There had to be a time in my life where life was simple because I can’t imagine that my life was always like a rollercoaster ride. I look at just what RA and Fibro have brought into my life: pain, weight gain, a lot more sick days, and even heartache. It isn’t all negative though. It has been an experience in empathy and it has given me the opportunity to give back through advocacy. I am not the same person I was prior to my diagnoses and heck, I don’t even look the same.
I have gained fifty pounds and my body is always swollen so that does not help on any given day. Because of RA and Fibro in my life, I have found that my old methods towards aren’t working. If they were, I wouldn’t keep gaining weight even though I am eating healthier than I did prior to my diagnoses. There has to be more to it. Actually, I stopped gaining weight but it was only in the past year that I stopped. I suppose that is a good thing but it does not help me with the weight I have gained and I am having a hard time taking off because I am in too much pain or I don’t have the energy.

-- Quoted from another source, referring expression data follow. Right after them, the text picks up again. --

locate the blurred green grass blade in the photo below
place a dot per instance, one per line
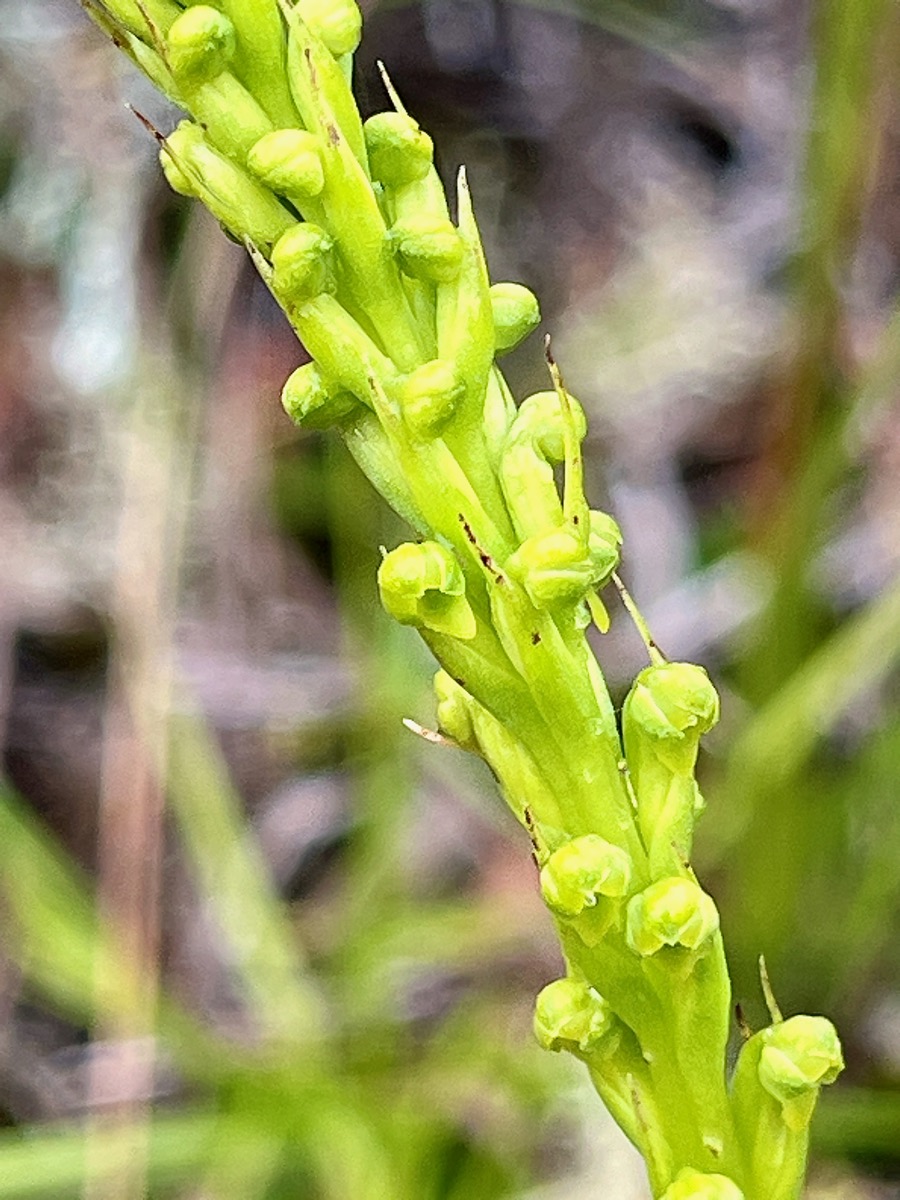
(857, 1121)
(233, 879)
(778, 742)
(54, 935)
(808, 456)
(53, 1161)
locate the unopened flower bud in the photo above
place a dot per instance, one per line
(337, 23)
(696, 1186)
(247, 210)
(570, 1015)
(670, 912)
(301, 263)
(421, 585)
(429, 396)
(799, 1056)
(454, 711)
(555, 568)
(582, 870)
(427, 247)
(515, 315)
(675, 703)
(289, 162)
(201, 45)
(399, 151)
(312, 403)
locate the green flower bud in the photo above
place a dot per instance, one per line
(247, 210)
(201, 45)
(288, 161)
(455, 711)
(579, 876)
(429, 396)
(534, 445)
(696, 1186)
(675, 703)
(423, 585)
(301, 264)
(604, 544)
(798, 1057)
(399, 151)
(515, 315)
(670, 912)
(337, 23)
(570, 1015)
(311, 403)
(427, 247)
(557, 568)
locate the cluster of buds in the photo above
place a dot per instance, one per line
(349, 226)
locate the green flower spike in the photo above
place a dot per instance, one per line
(429, 396)
(696, 1186)
(516, 315)
(774, 1091)
(399, 151)
(559, 568)
(427, 249)
(580, 877)
(303, 265)
(201, 45)
(289, 162)
(246, 210)
(570, 1015)
(336, 23)
(534, 445)
(199, 49)
(421, 585)
(669, 708)
(673, 912)
(312, 405)
(526, 790)
(799, 1055)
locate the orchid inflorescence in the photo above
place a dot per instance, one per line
(348, 223)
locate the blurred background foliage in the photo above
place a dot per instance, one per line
(258, 940)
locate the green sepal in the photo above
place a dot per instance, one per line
(429, 396)
(427, 249)
(570, 1015)
(400, 153)
(671, 912)
(261, 57)
(312, 403)
(155, 18)
(247, 210)
(288, 162)
(693, 1185)
(558, 568)
(345, 352)
(303, 264)
(583, 882)
(321, 90)
(421, 583)
(201, 45)
(582, 870)
(798, 1056)
(534, 445)
(670, 707)
(526, 790)
(773, 1104)
(516, 313)
(336, 23)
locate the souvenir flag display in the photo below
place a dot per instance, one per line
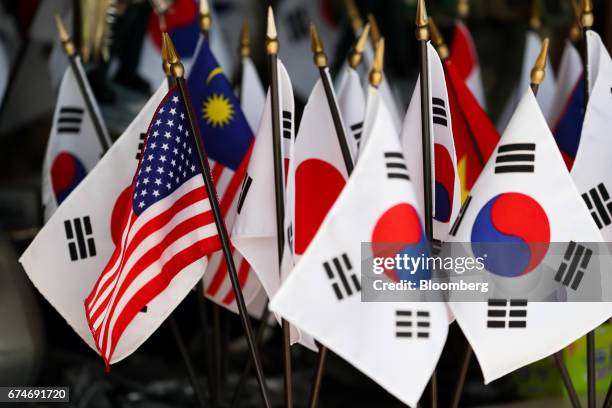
(228, 140)
(591, 171)
(445, 179)
(465, 58)
(546, 90)
(351, 102)
(74, 147)
(373, 335)
(254, 232)
(182, 24)
(523, 197)
(69, 253)
(252, 94)
(474, 134)
(567, 114)
(294, 18)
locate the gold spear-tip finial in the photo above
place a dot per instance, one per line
(535, 16)
(586, 14)
(438, 40)
(422, 22)
(463, 8)
(538, 71)
(271, 34)
(319, 57)
(374, 30)
(356, 55)
(176, 67)
(376, 74)
(67, 42)
(353, 13)
(205, 19)
(245, 39)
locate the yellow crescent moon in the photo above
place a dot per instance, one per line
(213, 74)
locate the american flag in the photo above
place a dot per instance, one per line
(228, 140)
(167, 227)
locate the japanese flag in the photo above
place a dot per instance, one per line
(445, 181)
(371, 336)
(526, 200)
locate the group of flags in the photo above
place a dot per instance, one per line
(130, 231)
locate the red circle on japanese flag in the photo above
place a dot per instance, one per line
(317, 185)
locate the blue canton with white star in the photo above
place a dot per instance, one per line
(169, 157)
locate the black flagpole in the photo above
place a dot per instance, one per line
(586, 20)
(177, 70)
(537, 77)
(272, 47)
(422, 35)
(77, 69)
(320, 60)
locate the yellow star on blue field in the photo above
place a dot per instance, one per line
(217, 110)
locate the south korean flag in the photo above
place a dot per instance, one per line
(528, 225)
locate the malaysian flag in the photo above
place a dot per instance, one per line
(228, 140)
(167, 231)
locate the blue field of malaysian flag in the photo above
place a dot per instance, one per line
(167, 231)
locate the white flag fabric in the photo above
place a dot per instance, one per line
(252, 94)
(546, 90)
(524, 196)
(446, 185)
(591, 170)
(68, 254)
(364, 333)
(294, 18)
(74, 147)
(351, 102)
(254, 232)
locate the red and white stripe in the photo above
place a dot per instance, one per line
(155, 247)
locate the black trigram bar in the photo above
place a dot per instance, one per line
(69, 119)
(287, 124)
(438, 110)
(515, 158)
(598, 201)
(575, 262)
(337, 270)
(244, 190)
(356, 132)
(396, 167)
(298, 24)
(457, 224)
(502, 313)
(80, 240)
(141, 139)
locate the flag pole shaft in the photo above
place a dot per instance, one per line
(199, 394)
(280, 214)
(225, 242)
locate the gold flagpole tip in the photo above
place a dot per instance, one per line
(205, 19)
(271, 34)
(67, 42)
(319, 57)
(356, 55)
(353, 13)
(422, 22)
(171, 57)
(376, 74)
(374, 30)
(438, 40)
(535, 16)
(586, 14)
(538, 72)
(245, 38)
(463, 8)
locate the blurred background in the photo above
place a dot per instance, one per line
(119, 42)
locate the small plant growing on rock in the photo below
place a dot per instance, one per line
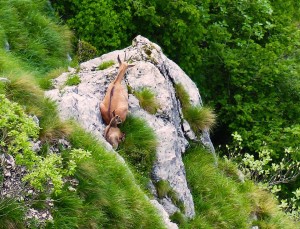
(164, 189)
(147, 100)
(86, 51)
(73, 80)
(199, 117)
(106, 64)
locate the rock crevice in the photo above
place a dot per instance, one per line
(156, 72)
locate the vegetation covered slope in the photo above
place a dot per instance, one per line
(107, 195)
(33, 44)
(243, 55)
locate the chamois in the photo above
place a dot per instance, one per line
(112, 132)
(116, 97)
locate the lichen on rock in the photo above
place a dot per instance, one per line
(154, 71)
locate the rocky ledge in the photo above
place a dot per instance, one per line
(156, 72)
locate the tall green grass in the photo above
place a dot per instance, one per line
(12, 214)
(223, 202)
(33, 34)
(147, 100)
(110, 197)
(139, 147)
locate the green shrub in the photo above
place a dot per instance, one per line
(110, 196)
(219, 198)
(85, 51)
(106, 64)
(25, 91)
(73, 80)
(199, 117)
(12, 214)
(139, 147)
(147, 100)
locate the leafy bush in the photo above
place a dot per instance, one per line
(73, 80)
(268, 173)
(218, 198)
(12, 214)
(106, 64)
(16, 129)
(85, 51)
(147, 100)
(199, 117)
(110, 196)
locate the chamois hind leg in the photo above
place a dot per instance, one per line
(104, 113)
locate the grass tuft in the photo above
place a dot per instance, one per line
(147, 100)
(164, 189)
(178, 218)
(51, 126)
(24, 90)
(139, 147)
(45, 82)
(106, 64)
(109, 194)
(11, 214)
(200, 118)
(73, 80)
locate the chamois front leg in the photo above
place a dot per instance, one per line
(104, 113)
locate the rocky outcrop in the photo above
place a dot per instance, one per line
(156, 72)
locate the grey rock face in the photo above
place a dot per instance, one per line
(156, 72)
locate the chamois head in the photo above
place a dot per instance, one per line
(116, 120)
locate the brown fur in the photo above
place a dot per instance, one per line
(116, 98)
(112, 132)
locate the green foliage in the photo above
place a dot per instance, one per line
(222, 202)
(16, 128)
(11, 214)
(33, 34)
(73, 80)
(45, 82)
(183, 96)
(139, 146)
(178, 218)
(85, 51)
(199, 117)
(268, 173)
(147, 100)
(110, 197)
(164, 189)
(106, 64)
(101, 23)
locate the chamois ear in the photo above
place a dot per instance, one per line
(119, 59)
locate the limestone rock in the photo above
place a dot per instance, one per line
(156, 72)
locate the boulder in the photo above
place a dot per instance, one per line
(156, 72)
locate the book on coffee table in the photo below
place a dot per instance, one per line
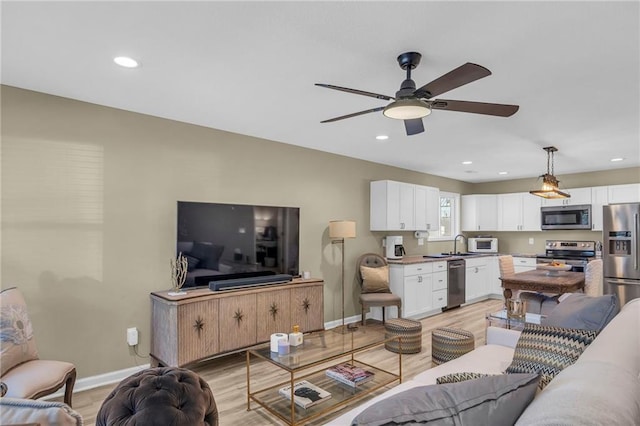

Chronic illness does that to you and so does life and life’s stressors.
I am looking at myself and I am wondering how much more I can take. I wish that I could find a way not to let life get me down. I wish that I could find a way to be content no matter what life hands me. I thought I was content with life but I was wrong. I learned what being content with life meant by watching my brother battle cancer. He never took a moment of his life for granted and even on his deathbed, he embraced God in the way that he embraced life. I want to embrace life the way he did and I don’t ever know where to start.
All my life, I wanted but I never got. Maybe, it was because I set my expectations too high or maybe because I am not realistic. I thought I was but I was wrong. Happiness comes from within us and not what is around us. I sometimes have to remind myself so that I can be happy. I am learning that every day. I am learning that happiness isn’t measured by success or by money. I know that I want to be a lot of things but the person I love being the most is my children’s mother. Sometimes, I take on more than I can handle and I don’t realize how much that is hurting me. I have no time that is just for me. My time is dedicated to everyone else or every other project. And that has got to stop. It has to because I am burning myself out.
I am working on trying to establish some permanent changes to my life including to my health, time management, to making more time for myself, and trying to repair my marriage if it’s possible. I have never been the type to easily give up so I am not giving up. Yeah, life can throw us down, but it doesn’t keep up from getting up. I recently was at my brother’s grave and I asked him to help me figure this out and as I am making these choices, I feel him nudging me along, reminding me to be patient, and to find a way to be content with my life again. I know what he would want for me if he was alive, he would want to be happy and to find my way back to the happiness I once had.
So, I am taking some time to figure out who I really am. We all need that once in a while. It is about time I realized that when life knocks me down, I have got to get up.